[Tracy Park by Mary Jane Holmes]@TWC D-Link book
Tracy Park

CHAPTER XXV
6/18

Can't you let Gretchen alone ?' Arthur said, petulantly, and springing up he began to pace the room in a state of great excitement, while Jerrie sat motionless, with a white, stony look on her face and a far off look in her eyes, as if she were seeing in a vision things she could not retain, they passed to rapidly before her, and were so hazy and indistinct.
The likeness she had seen in the glass was gone now.

She was not like Arthur at all; it was madness in her to have thought so.

And she was not like Gretchen either.

Her mother was lying under the little pine tree which she and Harold had planted above the lonely grave.

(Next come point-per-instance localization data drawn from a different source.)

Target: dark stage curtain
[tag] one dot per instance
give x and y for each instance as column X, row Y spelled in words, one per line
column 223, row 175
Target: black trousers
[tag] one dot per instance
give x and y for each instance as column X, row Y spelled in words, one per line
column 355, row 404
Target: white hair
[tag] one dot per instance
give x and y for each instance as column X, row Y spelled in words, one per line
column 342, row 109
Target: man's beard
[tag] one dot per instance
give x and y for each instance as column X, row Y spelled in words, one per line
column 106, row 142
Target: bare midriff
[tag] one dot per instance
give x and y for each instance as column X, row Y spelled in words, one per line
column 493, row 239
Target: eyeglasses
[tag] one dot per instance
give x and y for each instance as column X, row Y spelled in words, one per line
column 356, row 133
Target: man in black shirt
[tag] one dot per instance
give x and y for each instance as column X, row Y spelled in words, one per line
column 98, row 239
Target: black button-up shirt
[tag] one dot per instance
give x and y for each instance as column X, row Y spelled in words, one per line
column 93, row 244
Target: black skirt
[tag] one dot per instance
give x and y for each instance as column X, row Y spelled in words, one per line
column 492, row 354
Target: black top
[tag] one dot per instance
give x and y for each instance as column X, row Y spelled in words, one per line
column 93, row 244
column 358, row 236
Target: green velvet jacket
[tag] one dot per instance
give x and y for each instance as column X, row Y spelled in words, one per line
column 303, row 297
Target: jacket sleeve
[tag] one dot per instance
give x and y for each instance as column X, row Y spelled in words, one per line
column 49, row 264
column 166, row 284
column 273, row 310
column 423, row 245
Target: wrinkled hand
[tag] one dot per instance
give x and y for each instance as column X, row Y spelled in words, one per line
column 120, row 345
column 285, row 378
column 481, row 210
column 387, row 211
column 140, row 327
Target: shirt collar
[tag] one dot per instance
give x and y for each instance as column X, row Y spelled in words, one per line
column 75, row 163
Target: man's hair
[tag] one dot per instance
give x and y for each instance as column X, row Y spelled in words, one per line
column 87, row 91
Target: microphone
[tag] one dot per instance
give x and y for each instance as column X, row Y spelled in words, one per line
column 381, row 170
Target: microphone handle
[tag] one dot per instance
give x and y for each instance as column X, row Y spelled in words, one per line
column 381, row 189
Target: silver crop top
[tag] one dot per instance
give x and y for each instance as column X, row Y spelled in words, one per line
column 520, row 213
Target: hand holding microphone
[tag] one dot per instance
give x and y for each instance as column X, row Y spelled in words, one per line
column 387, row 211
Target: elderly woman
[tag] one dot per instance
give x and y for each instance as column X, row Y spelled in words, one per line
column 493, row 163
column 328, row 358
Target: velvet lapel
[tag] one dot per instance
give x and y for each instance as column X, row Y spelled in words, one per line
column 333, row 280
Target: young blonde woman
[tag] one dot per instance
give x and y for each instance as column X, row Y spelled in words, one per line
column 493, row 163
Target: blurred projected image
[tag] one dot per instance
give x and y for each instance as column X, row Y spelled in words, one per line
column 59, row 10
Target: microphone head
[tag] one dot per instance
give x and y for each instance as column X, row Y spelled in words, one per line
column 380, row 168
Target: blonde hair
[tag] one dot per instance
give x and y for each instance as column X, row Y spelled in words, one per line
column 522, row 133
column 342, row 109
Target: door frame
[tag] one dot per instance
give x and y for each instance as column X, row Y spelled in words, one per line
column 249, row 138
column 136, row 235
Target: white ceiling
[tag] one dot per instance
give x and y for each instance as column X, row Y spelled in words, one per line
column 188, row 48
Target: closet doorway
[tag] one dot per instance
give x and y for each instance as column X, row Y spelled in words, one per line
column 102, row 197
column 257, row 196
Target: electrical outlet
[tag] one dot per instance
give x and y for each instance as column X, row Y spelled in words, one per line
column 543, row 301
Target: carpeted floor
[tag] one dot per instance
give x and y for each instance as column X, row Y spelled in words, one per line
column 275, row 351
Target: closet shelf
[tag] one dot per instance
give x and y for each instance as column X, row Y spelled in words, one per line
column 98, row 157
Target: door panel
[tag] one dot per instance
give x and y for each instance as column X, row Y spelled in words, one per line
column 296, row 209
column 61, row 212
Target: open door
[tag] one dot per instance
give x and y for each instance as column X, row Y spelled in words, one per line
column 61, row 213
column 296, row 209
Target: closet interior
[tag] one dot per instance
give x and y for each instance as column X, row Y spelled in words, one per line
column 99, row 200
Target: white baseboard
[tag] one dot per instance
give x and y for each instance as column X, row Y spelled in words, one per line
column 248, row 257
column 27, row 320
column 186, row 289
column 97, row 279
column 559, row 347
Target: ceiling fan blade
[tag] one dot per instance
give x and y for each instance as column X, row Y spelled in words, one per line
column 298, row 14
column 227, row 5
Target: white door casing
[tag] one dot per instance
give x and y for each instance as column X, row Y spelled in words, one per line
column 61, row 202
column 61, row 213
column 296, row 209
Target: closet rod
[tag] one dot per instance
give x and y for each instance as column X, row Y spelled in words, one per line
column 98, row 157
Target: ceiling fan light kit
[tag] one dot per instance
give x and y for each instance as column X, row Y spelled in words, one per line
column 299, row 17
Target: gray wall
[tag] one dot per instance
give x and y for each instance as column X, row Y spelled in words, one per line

Her mother had been dark, and coarse, and bony, and a peasant woman--so Ann Eliza Peterkin, who had heard it from her father, had told her once, when angry with her, and Harold, when sorely pressed, had admitted as much to her.
'Dark, with large, hard hands,' he had said; and Jerrie with the great tears shining in her eyes, had answered, indignantly: 'But hard and black as they were, they always touched _me_ gently and tenderly, and sometimes I believe I can remember just how lovingly and carefully they wrapped the old cloak around me to keep me warm.